+3
Misafir salonuna vardık. Lotus Noz’u görünce ayağa kalktı. Sonra tekrar oturdu. Noz da kendine ayrılmış yerde oturmak için yürüdü. Ve oturduğunda tekrar o rahatlama hissini yaşadı.
Noz-“Buraya kadar sizi çağırdığım için bağışlayın. Uzun bir yolculuk olmuş olmalı.”
Lotus-“Bu prosedürleri kenarda bırakalım Noz. Bütün ülkeleri kendine bağlamayı başardın. Hem de bir seneden daha kısa sürede.
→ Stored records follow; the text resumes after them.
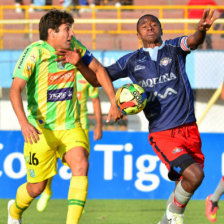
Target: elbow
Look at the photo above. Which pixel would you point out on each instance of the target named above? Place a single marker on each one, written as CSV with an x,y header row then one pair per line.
x,y
96,84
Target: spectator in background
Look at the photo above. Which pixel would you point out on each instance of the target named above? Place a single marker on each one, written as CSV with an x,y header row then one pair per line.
x,y
197,13
18,4
33,3
212,200
68,3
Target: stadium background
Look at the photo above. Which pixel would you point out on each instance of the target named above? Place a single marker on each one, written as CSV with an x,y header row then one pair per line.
x,y
122,164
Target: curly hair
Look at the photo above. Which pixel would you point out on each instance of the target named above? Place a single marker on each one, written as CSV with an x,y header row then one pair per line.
x,y
53,19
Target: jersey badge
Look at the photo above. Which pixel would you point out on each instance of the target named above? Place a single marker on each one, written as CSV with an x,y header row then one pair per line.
x,y
165,61
139,67
176,150
82,81
33,58
60,65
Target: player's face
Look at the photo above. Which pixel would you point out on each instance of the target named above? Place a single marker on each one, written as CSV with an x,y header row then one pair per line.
x,y
149,31
62,38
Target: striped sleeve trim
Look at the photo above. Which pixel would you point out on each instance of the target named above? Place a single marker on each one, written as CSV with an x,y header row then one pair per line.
x,y
18,206
76,202
183,44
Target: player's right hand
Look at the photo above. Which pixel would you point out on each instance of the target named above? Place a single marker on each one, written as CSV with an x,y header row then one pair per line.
x,y
114,113
30,133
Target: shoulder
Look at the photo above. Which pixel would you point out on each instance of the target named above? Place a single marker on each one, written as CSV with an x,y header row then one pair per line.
x,y
127,58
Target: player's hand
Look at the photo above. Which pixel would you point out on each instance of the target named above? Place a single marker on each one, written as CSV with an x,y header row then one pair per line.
x,y
114,113
206,20
68,56
30,133
97,135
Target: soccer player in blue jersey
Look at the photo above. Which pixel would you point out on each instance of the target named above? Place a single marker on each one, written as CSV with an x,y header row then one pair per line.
x,y
159,67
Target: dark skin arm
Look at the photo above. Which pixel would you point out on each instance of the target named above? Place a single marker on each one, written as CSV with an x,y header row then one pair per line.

Ben de söz verdiğim gibi sana ülkemi teslim etmeye geldim. Ve biliyorum ki cezam idam olacak. Bu cezama da razıyım. Senden tek bir isteğim var. Beni babamın ve annemin yanına gömmeni istiyorum.”
Noz-“Evet. Emin ol annenin babanın yanına gömüleceksin ama şimdi değil.” Dilini çıkarttı. Lotus görünce dehşet içinde yanına koştu ve sarıldı.
Lotus-“Miras. Bir çözümü yok mu?”
Miras-“Vardı ama artık çok geç. Kendisini iyileştirmemi istemedi.”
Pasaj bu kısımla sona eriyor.